0

I read the answer to this question and still am getting the error AttributeError: 'dict' object has no attribute 'encode'.

I've tried

dic = pickle.load(fileObject)
for v in dic:
    v.encode('ascii', 'ignore')

and

dic = pickle.load(fileObject)
for key, val in dic.iteritems():
    val.encode('ascii', 'ignore')

and still get the same error. When printing out the variables they all display with a u at the front. The dictionary was pickled under python 3 and is being unpickled in python 2.

I tried pp.pprint((dataFromPrevMod).encode('ascii', 'ignore')) and it didn't work.

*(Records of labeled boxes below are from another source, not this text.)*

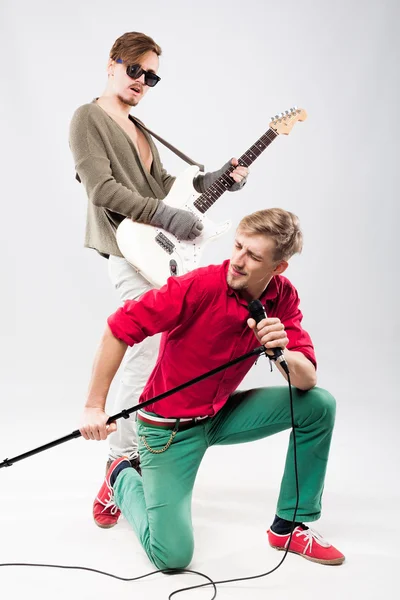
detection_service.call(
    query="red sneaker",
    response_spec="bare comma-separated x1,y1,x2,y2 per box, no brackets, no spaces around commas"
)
93,456,131,529
267,527,344,565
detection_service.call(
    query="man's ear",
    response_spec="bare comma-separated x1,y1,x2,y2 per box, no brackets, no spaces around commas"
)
107,58,115,76
273,260,289,275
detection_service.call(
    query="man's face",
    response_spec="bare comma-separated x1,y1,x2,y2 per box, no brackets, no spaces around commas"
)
226,229,287,298
108,52,159,106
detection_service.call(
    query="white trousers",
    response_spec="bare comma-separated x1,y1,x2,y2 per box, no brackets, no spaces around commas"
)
108,256,161,460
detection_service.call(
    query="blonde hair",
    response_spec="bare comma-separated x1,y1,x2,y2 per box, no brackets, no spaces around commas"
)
238,208,303,262
110,31,161,64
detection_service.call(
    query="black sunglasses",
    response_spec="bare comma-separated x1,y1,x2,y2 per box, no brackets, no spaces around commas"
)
115,58,161,87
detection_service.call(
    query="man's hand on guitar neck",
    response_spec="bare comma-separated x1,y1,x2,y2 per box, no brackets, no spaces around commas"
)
150,201,204,240
193,158,249,194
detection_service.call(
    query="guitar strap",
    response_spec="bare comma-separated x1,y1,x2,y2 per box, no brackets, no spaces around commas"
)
75,115,204,183
129,115,204,172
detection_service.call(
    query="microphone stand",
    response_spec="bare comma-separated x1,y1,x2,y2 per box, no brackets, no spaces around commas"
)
0,346,265,469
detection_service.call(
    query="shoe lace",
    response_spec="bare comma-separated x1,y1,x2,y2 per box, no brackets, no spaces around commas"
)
289,528,330,554
97,488,119,515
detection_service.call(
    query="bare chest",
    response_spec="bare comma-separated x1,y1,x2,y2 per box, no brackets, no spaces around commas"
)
113,115,153,172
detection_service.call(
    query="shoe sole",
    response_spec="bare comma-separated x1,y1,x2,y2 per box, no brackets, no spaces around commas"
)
270,544,345,565
93,517,118,529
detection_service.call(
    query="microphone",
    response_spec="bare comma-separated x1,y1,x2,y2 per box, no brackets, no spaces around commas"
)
248,300,289,374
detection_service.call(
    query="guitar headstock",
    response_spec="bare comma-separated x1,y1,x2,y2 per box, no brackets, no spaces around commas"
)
269,106,307,135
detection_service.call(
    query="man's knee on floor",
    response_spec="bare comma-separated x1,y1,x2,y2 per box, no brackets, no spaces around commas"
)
154,543,193,569
304,387,336,427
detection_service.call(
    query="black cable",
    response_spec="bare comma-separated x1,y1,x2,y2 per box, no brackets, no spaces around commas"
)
0,360,300,600
168,371,300,600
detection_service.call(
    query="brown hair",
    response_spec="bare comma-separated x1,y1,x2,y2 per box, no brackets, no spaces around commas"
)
238,208,303,262
110,31,161,64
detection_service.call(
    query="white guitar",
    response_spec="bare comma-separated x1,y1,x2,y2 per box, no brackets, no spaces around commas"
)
116,108,307,288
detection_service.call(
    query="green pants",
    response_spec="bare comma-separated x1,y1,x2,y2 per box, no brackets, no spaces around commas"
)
114,387,335,569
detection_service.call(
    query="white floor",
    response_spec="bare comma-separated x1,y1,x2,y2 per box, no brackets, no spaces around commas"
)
0,408,400,600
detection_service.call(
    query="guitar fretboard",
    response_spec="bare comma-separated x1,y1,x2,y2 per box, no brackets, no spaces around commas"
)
193,129,278,214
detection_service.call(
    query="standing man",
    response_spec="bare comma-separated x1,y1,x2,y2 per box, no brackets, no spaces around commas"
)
80,209,344,569
70,32,248,471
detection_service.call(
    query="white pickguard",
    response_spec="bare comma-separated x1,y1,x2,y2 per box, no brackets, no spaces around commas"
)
117,166,231,287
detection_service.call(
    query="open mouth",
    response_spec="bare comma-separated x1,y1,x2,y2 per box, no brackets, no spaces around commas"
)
231,265,245,275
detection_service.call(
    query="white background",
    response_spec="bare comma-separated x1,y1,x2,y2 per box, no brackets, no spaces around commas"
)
0,0,400,599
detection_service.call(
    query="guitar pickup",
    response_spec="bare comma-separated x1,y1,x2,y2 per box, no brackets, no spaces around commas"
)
156,231,175,254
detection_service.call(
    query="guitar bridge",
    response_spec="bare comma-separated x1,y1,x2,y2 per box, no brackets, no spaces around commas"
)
156,231,175,254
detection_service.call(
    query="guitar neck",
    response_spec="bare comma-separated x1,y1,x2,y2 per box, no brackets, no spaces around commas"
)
193,129,278,214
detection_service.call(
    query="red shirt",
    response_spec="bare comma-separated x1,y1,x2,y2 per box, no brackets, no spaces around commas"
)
108,260,316,418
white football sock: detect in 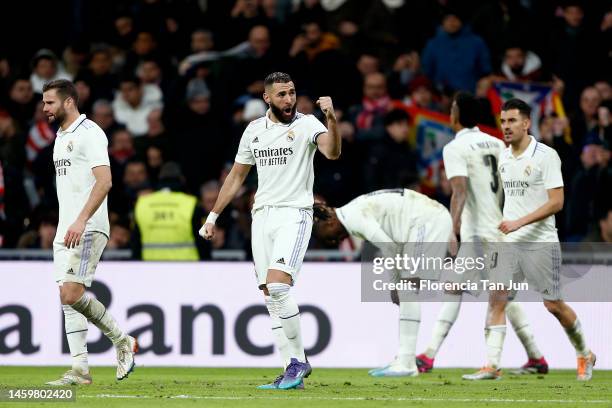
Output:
[265,296,291,368]
[397,302,421,371]
[565,318,591,357]
[72,293,125,345]
[266,282,306,362]
[506,302,542,360]
[62,305,89,374]
[487,324,506,368]
[425,294,461,358]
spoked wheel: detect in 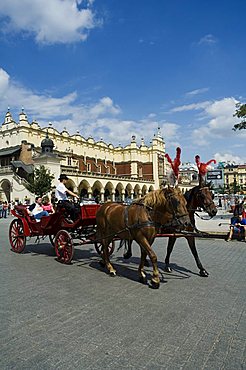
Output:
[95,241,115,256]
[55,230,74,264]
[9,218,26,253]
[49,235,56,247]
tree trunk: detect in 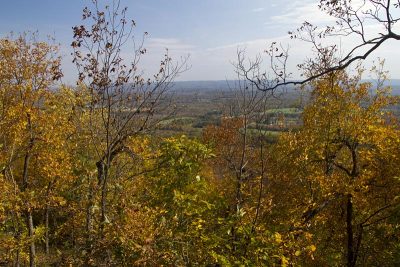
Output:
[45,204,50,257]
[96,160,108,234]
[27,211,36,267]
[346,194,356,267]
[22,150,36,267]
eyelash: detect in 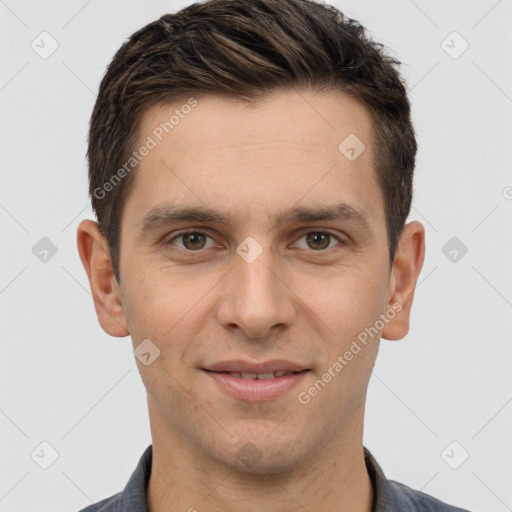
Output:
[164,229,346,253]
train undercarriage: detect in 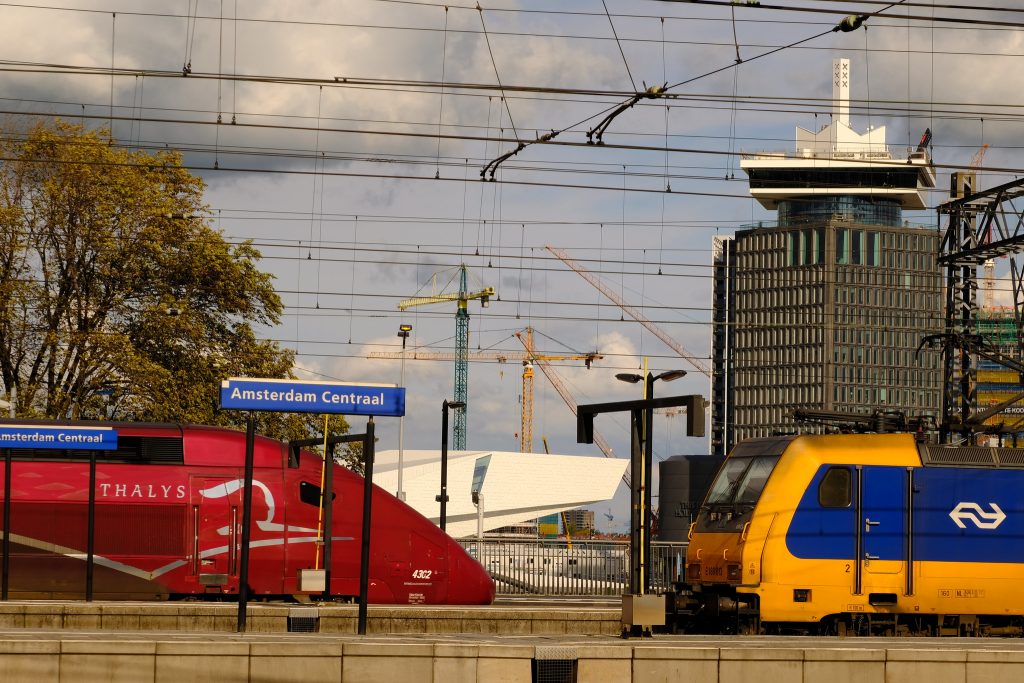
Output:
[666,584,1024,638]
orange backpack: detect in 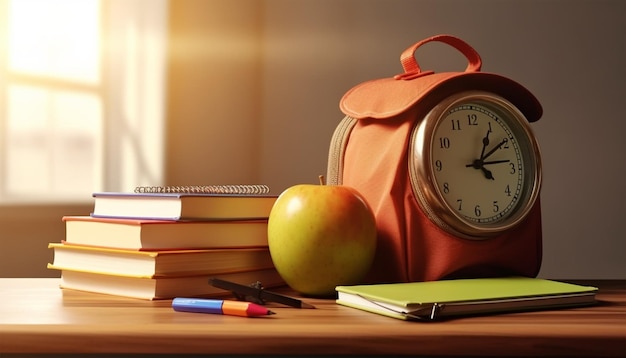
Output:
[327,35,542,282]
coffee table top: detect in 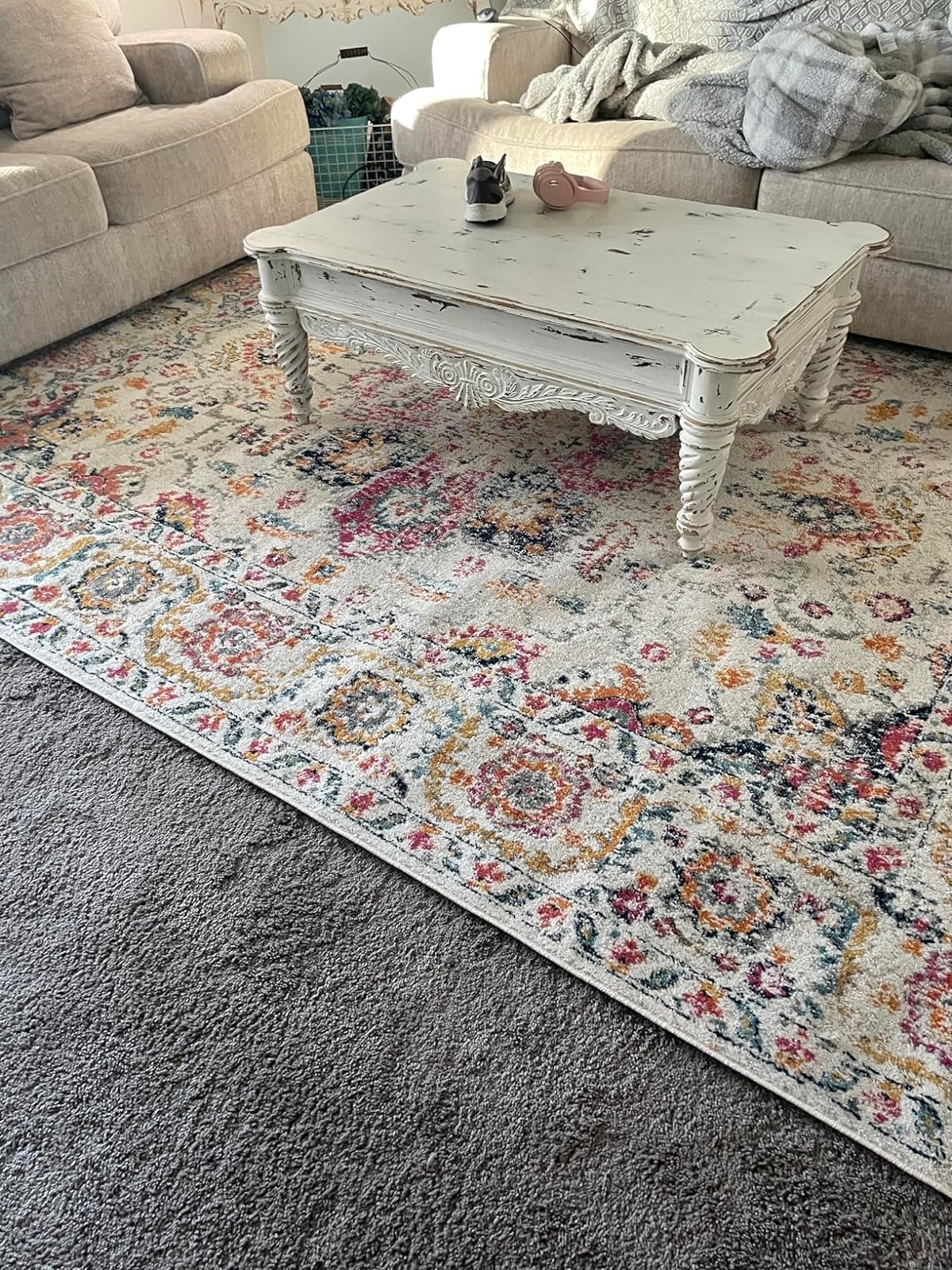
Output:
[245,159,891,367]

If I pprint out the dictionary, it shows its contents but in Python 3 each line starting with a u for example u'website': u'exmample.org'

Dictionary pretty printed in Python 3

{
        'output': {
                'table': 'intersection',
                'file_location': '\\\\storage1\\tpn\\tpn_team\\dev\\asmithe\\',
                'schema': 'asmithe',
                'temporary_location': '\\\\storage1\\tpn\\tpn_team\\dev\\asmithe\
\'
        },
        'tpn_inventory_db_r': {
                'generic_pwd': '51f3tlNE26',
                'db_name': 'tpn',
                'user': 'asmithe',
                'schema': 'asmithe',
                'host': 'example.tpns.org'
        },
        'proj_year': '2005',
        'proj_rules_r': 'C:\\asmithe\\rules.txt',
        'incidents_db_r': {
                'schema': 'tpn_pp_dist',
                'generic_pwd': '51f3tlNE26',
                'db_name': 'tpn',
                'user': 'asmithe',
                'fire_table': 'incident',
                'host': 'example.tpns.org'
        },
        'plots_to_project_r': 'C:\\Users\\asmithe\\Plots.txt',
        'tpn_proj_db_r': {
                'generic_pwd': '51f3tlNE26',
                'db_name': 'tpn inventory',
                'user': 'asmithe',
                'schema': 'test',
                'host': 'example.tpns.org'
        }
}

Dictionary pretty printed in Python 2 (notice the addition of u)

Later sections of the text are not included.